From 3d7844b71130f75b914a138871898dec3f956007 Mon Sep 17 00:00:00 2001
From: Dima Gerasimov <karlicoss@gmail.com>
Date: Mon, 1 Jun 2020 23:45:26 +0100
Subject: [PATCH 4/4] core: support '' for explicitly set empty path set

---
 doc/MODULES.org    |  4 +++-
 doc/SETUP.org      |  3 +--
 my/core/common.py  | 13 +++++++++----
 tests/get_files.py |  3 +++
 4 files changed, 16 insertions(+), 7 deletions(-)

diff --git a/doc/MODULES.org b/doc/MODULES.org
index a30e814..4b33143 100644
--- a/doc/MODULES.org
+++ b/doc/MODULES.org
@@ -46,7 +46,9 @@ Some explanations:
   - =/a/path/to/directory/=, so the module will consume all files from this directory
   - a list of files/directories (it will be flattened)
   - a [[https://docs.python.org/3/library/glob.html?highlight=glob#glob.glob][glob]] string, so you can be flexible about the format of your data on disk (e.g. if you want to keep it compressed)
-  - empty sequence (e.g. ~export_path = ()~), this is useful for modules that merge multiple data sources (for example, =my.twitter=)

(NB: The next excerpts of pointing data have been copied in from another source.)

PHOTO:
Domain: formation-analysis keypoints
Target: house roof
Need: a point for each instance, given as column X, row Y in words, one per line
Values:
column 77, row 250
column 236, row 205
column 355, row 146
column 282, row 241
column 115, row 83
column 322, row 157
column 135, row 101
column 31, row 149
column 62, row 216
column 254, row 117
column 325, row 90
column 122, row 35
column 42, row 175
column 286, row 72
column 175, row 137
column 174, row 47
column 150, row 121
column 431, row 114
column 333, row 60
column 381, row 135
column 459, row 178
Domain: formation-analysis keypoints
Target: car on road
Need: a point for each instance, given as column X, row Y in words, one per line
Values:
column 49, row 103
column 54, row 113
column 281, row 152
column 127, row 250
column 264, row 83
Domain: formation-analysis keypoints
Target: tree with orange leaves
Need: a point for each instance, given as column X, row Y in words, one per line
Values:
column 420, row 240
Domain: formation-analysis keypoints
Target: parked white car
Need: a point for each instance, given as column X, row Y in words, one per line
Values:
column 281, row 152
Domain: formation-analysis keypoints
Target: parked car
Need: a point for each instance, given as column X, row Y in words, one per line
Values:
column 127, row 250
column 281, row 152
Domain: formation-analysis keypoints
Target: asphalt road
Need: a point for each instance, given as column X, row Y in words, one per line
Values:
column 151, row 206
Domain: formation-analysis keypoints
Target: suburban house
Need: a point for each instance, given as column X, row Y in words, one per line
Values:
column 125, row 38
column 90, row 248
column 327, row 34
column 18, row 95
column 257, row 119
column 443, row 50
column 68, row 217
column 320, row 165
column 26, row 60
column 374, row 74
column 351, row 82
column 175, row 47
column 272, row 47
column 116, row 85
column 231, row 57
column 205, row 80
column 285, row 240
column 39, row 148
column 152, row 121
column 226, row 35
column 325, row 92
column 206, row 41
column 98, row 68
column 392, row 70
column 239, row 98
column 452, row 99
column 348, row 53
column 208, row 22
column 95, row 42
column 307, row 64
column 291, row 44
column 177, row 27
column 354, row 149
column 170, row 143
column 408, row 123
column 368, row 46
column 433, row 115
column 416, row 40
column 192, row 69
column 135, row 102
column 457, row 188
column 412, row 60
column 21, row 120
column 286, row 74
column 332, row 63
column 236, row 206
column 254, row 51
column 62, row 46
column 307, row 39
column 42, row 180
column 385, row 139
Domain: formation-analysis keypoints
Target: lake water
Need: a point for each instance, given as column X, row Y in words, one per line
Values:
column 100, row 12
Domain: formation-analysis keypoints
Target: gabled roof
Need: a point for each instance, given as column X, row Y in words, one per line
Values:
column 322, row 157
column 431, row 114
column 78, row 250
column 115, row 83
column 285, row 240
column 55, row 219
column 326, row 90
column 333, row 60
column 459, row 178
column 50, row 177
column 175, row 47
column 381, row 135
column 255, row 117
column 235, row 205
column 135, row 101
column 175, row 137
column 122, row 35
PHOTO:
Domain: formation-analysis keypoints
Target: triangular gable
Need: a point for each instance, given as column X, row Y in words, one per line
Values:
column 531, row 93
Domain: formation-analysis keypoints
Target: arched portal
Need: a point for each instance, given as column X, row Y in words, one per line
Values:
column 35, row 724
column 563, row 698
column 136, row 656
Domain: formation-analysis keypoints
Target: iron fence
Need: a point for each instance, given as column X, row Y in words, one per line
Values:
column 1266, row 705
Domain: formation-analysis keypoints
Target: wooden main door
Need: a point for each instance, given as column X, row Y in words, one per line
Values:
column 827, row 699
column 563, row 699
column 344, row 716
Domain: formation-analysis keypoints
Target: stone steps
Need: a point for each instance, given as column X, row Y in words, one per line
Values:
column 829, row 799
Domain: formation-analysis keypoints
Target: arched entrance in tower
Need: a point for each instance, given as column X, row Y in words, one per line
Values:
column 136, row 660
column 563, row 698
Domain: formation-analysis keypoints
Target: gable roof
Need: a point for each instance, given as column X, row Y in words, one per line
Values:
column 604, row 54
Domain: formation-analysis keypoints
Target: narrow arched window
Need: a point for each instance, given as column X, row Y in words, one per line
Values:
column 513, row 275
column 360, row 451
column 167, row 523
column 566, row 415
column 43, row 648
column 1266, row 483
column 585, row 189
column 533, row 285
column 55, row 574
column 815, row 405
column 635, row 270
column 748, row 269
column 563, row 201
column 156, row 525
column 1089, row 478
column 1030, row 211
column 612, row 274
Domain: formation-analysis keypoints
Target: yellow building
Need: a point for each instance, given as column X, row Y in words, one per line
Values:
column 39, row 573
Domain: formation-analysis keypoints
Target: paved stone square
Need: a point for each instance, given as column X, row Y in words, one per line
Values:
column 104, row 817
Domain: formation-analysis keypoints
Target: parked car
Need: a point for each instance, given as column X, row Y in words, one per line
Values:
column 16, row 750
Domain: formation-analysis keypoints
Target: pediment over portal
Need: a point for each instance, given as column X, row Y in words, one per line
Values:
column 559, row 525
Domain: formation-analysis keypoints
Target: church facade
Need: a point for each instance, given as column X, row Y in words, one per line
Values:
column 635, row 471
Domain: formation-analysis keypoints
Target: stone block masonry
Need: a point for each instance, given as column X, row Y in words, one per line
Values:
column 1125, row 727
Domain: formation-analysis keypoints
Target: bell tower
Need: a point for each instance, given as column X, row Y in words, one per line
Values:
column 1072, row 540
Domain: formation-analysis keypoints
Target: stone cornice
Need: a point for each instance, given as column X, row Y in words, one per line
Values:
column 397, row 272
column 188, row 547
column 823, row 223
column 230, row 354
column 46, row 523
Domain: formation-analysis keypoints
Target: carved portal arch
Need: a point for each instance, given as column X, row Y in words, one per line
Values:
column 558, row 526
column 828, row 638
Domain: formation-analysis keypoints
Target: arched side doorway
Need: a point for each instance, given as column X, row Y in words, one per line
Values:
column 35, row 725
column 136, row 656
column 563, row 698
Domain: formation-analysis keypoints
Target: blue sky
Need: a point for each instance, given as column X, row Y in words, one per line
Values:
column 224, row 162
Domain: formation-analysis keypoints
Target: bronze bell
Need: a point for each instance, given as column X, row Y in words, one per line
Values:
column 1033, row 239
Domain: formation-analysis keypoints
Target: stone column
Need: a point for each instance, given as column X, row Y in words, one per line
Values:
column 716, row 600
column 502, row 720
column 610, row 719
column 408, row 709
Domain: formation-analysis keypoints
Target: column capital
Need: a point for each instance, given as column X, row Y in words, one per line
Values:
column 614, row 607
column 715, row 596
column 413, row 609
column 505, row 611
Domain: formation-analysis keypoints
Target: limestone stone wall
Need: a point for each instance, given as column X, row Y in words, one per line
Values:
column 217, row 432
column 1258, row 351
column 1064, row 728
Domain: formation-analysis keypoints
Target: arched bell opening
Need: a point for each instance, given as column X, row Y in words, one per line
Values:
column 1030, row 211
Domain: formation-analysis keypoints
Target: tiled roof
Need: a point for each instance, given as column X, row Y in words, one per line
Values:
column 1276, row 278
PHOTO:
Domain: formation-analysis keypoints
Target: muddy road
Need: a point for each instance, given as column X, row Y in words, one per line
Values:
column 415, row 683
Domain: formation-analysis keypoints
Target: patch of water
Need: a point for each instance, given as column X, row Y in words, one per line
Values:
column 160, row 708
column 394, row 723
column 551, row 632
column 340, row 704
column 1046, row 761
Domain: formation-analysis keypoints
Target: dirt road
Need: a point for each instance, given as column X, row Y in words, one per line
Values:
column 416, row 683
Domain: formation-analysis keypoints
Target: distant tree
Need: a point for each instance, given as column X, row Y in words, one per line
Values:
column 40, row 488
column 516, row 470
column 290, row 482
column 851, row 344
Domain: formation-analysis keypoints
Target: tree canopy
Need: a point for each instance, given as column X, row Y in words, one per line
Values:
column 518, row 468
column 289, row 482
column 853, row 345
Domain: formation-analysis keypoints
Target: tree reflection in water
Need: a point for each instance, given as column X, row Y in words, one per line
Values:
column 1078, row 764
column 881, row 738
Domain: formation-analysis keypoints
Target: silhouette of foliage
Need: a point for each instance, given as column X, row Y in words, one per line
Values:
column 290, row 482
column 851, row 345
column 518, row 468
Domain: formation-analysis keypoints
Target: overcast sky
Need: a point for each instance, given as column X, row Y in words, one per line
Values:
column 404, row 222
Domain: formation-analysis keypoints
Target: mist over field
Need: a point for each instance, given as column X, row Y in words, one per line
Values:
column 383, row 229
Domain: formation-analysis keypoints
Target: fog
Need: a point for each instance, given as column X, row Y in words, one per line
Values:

+  - empty string (e.g. ~export_path = ''~), this will prevent the module from consuming any data
+
+    This can be useful for modules that merge multiple data sources (for example, =my.twitter= or =my.github=)
 
   Typically, such variable will be passed to =get_files= to actually extract the list of real files to use. You can see usage examples [[https://github.com/karlicoss/HPI/blob/master/tests/get_files.py][here]].
 
diff --git a/doc/SETUP.org b/doc/SETUP.org
index bacb489..bd4c6fd 100644
--- a/doc/SETUP.org
+++ b/doc/SETUP.org
@@ -474,8 +474,7 @@ Since you have two different sources of raw data, you need to specify two bits o
 : class twitter_archive:
 :     export_path = '/backups/twitter-archives/*.zip'
 
-Note that you can also just use =my.twitter.archive= or =my.twitter.twint= directly, or set either of paths to 'empty path': =()=
-# TODO empty string?
+Note that you can also just use =my.twitter.archive= or =my.twitter.twint= directly, or set either of paths to empty string: =''=
 # (TODO mypy-safe?)
 
 # #addingmodifying-modules
diff --git a/my/core/common.py b/my/core/common.py
index 74aac5e..324ae26 100644
--- a/my/core/common.py
+++ b/my/core/common.py
@@ -125,11 +125,16 @@ def get_files(pp: Paths, glob: str=DEFAULT_GLOB, sort: bool=True) -> Tuple[Path,
     Tuple as return type is a bit friendlier for hashing/caching, so hopefully makes sense
     """
     # TODO FIXME mm, some wrapper to assert iterator isn't empty?
-    sources: List[Path] = []
-    if isinstance(pp, (str, Path)):
-        sources.append(Path(pp))
+    sources: List[Path]
+    if isinstance(pp, Path):
+        sources = [pp]
+    elif isinstance(pp, str):
+        if pp == '':
+            # special case -- makes sense for optional data sources, etc
+            return () # early return to prevent warnings etc
+        sources = [Path(pp)]
     else:
-        sources.extend(map(Path, pp))
+        sources = [Path(p) for p in pp]
 
     def caller() -> str:
         import traceback
diff --git a/tests/get_files.py b/tests/get_files.py
index 14f2711..aa71e7b 100644
--- a/tests/get_files.py
+++ b/tests/get_files.py
@@ -102,6 +102,9 @@ def test_no_files():
     '''
     Test for empty matches. They work, but should result in warning
     '''
+    assert get_files('')         == ()
+
+    # todo test these for warnings?
     assert get_files([])         == ()
     assert get_files('bad*glob') == ()